As one looked over Sir David’s shoulder, down the river to Whitehall, I didn’t see any light bulbs going on in our own seat of power. Not much space for wildlife between our decision makers’ ears even if Andrea Leadsom’s daughter is a fan of Sir David.

And Claudia Frangapane met her own extinction in Strictly leaving Danny Mac, Ore Oduba and Louise Redknapp in the running, skipping and hopping around contest.

As our species struggles up the beach of life in search of the Glitterball trophy we must look to any neutral observer like Hawksbill turtles who have spotted the wrong light on the horizon.



7 Replies to “Fare well planet Earth”

  1. I watched the Singapre segment with all those fabulous green buildings and giant parks on top of skyscrapers, and all I could think was “Imagine the shit fit that the planners and the tabloids would pitch if they suggested that in the UK”. Nodnol cannot even get a bridge with a few plants on it approved without a fight by the timid and terrified of change. Anything which is not 100% familiar and completely middle class dull is rejected out of hand for being too different.

    I wish we could do more to green our cities and towns. No building without at least some portion of green roof, strong enough to support at least a couple of small trees or large shrubs, should be allowed for a start and work up to awe inspiring works of art in building form. I would strongly support a scheme to release pine martens into the heart of London and other cities (plenty of food for them, and habitat too), not to mention that Hen Harrier brood meddling should be allowed only if there are buildings with heather roofing on them the birds could be rehoused onto. Imagine urban hen harriers, something we actually could see from our windows.

    I’d suggest a few leopards released into London too, but I’m afraid the Essex set would just skin them for sofa coverings and miniskirts.

    1. Staying in a cottage in County Clare some years back we experienced sharing with a pine marten. He/she would return to their attic lair at an ungodly hour even earlier than WE wanted to get up. So much racket, scratching and settling down just above our bed……….I don’t recommend it as a permanent arragement!

  2. I thought the series has been great, but two moments in particular have really touched me: the howler monkey dad rescuing his daughter and the second was the mother raccoon showing the kit how to climb the gate rather than just picking it up by the scruff of its neck. I think it might be to do with me having two small children, but in both cases I felt very strong empathy for the parent.
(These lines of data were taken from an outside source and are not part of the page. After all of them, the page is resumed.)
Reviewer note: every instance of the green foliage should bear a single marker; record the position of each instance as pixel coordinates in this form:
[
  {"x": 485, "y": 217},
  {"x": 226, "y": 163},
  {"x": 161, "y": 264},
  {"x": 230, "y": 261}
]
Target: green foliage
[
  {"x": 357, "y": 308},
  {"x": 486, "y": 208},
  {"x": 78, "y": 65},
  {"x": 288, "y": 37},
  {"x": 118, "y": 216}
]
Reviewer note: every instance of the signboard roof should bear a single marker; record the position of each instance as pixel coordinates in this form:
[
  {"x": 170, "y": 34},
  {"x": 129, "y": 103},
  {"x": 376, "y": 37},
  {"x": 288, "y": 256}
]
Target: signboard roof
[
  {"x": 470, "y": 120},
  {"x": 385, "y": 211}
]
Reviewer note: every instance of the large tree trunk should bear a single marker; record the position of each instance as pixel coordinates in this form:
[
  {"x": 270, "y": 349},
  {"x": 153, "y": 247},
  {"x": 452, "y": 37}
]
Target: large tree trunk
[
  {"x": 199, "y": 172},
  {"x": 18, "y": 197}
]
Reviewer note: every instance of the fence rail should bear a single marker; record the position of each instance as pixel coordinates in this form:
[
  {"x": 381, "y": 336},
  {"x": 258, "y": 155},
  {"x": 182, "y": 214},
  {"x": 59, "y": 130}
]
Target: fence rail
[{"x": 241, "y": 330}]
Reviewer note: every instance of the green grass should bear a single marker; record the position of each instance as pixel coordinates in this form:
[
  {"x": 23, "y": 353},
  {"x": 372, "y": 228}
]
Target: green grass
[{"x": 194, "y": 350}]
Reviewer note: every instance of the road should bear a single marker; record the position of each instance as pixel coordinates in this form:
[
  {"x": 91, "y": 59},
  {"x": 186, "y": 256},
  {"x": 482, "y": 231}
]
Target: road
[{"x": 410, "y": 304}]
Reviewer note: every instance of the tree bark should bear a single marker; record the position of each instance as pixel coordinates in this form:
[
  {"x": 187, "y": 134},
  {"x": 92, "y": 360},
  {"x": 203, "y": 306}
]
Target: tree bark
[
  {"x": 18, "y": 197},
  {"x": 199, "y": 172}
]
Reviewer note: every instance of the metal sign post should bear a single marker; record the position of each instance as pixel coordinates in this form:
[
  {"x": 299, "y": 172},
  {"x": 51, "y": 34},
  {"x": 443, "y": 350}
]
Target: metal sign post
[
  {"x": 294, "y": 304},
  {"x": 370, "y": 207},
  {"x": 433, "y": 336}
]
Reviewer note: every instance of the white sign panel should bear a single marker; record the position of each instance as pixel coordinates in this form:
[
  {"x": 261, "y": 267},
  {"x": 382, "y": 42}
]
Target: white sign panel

    There were other moments throughout that were just brilliant, those peregrines, wow.

    1. Was anyone else touched by the mutual empathy displayed in India by both primates and humans when the “rations” were being shared out. Sublime, I thought.

  3. Hmmm! Sorry, I don’t share your unqualified support. Unless the people who manage the light-switches in Whitehall are hit with a huge wave of public opinion then the lights will stay dim and Attenborough’s contribution will remain as a beautifully crafted and exquisitely filmed piece of light entertainment. For me Mark, I’d rather watch you poking them in the eye. Otherwise it’ll be, “Farewell planet Earth” and not just, farewell ‘Planet Earth’.

    1. “For me Mark, I’d rather watch you poking them in the eye.”

      This seems to imply that the two things are mutually exclusive. Of course we need people to kick and scream about the dire situation the environment is in but it is also sane and healthy to take the time to appreciate the wonder and beauty of that environment and the myriads of extraordinary plants and animals that live in it. Attenborough’s programmes show that there is something wonderful to give a shit about. It is worth bearing in mind that (in contrast to the typical reader of this blog, perhaps) most people have very little direct contact with nature and so seeing it on tv at least creates a possibility that they will recognize that the extinction of species really matters. When it is just words and statistics it will leave many people unmoved but almost anyone can be touched by footage of, say, an elephant with her calf.